A feature that had been requested by multiple people in the lab were tools to identify genetic variants for specific cultivars of rice. I built a feature that would allow the user to download his or her search results in a variant called format, a specific and widely used format for biological software.

I also included a feature to let the user simply scan the results for important information. These results accessed the information generated by a post doctoral researcher, to predict the effect of genetic variants. You could select which predicted genetic effect to scan through.

variant types

I used color as a layer of information to help the researcher identify important genetic information. Here, a researcher can scan to see which cultivar of rice is positive for a potentially damaging mutation in a specific gene. Red indicates that a cultivar of rice has at least one version of the mutation predicted to have that effect (here, the effect, stop gained indicates that a positive result has a mutation that results an premature stop signal in the gene, a potentially very damaging mutation).

VCF display color

The other feature was representing the gene regulatory interaction network, accessing research done by two other postdoctoral researchers.

This search was a little more complicated. I made an admittedly awkward interface for a user to either auto-generate a SQL query, or would allow them to type in their own. The SQL query format provided the researcher maximum flexibility for what type of interaction and which interaction direction he or she wanted in their results.

I used Cytoscape.js to display the interactions, where genes are the nodes and their predicted interactions are the edges.

Once a query was made, there were several display options to selection from:

network query

There were different filtering and network layout options, as one is not always the best depending on the search results. The blue coloring once again provided quick information about which genes in this network had certain mutations of interest.

search results

cytoscape layout options

Feature Improvements

Data inclusion. There are many other fantastic research projects done in the Purugganan lab that were not included in this first version of this tool. There is more depth of data available, and future versions should incorporate this research.

Visual representation. I wanted to add more dimensions to the data visualization, and increase the filtering options.

Updating for future formats. Biological formats change quickly in the bioinformatics field. This tool does not automatically update to keep up with the formatting options.

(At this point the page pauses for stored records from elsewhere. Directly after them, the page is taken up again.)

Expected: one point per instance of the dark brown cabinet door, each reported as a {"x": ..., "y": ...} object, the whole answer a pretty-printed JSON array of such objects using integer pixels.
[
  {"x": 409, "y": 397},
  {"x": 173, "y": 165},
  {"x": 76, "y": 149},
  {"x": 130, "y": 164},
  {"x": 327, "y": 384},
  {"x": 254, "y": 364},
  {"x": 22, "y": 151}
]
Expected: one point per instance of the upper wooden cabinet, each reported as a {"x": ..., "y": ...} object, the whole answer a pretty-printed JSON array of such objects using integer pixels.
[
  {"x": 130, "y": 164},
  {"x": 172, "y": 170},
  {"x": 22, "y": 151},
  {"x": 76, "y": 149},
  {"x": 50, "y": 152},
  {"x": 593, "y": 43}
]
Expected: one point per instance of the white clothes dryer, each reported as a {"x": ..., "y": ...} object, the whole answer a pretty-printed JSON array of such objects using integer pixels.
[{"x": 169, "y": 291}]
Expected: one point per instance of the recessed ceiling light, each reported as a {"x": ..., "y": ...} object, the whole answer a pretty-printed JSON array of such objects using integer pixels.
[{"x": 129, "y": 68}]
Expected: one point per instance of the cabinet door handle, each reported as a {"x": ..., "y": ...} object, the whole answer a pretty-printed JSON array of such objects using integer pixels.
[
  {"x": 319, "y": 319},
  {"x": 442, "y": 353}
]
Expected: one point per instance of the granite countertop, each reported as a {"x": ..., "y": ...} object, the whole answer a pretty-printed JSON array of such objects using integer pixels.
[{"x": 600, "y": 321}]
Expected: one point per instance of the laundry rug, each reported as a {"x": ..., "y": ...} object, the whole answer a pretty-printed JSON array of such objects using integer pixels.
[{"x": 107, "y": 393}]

Expand protein function prediction results. Not all of the results for the protein function prediction were included, and it would be useful to know more about how the mutations changed the amino acid sequence of the protein.

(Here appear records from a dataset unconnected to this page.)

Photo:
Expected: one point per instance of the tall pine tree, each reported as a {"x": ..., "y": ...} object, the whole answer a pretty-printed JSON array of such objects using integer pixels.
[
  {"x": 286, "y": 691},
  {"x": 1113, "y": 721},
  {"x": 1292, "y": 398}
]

Network statistics. Understand gene interaction networks can be challenging, and a having a feature that included summary statistics for each network result would be very helpful for understanding the network.

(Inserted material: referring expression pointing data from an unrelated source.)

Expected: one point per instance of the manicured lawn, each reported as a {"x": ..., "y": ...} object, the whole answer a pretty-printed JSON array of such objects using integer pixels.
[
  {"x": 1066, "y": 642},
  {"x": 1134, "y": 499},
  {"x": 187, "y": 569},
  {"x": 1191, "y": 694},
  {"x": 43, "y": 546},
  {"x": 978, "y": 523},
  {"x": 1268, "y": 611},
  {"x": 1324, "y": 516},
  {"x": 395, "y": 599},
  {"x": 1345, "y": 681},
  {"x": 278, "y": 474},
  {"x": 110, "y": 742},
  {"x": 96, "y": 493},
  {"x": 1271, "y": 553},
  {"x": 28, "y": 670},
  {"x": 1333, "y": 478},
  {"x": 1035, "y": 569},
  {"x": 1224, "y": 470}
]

Expanding from the local network. It’s one thing to know the genes one step stew away from your gene of interest, but what about the genes two or three steps away? How many interaction steps between two genes of interest? Future network features should include expandable network options but taking advantage of the metadata available for the network.

Conclusion

This was an awesome learning opportunity. I learned a lot about rice genomes and rice cultivars, about the different types of data in the genomics era, about database design, about website development. I taught myself three new programming languages well enough to build something that worked. I learned about information presentation, which started me down the path of thinking hard about data visualization in biology and beyond. I also learned a lot about how to relate and combine different types of information in different formats.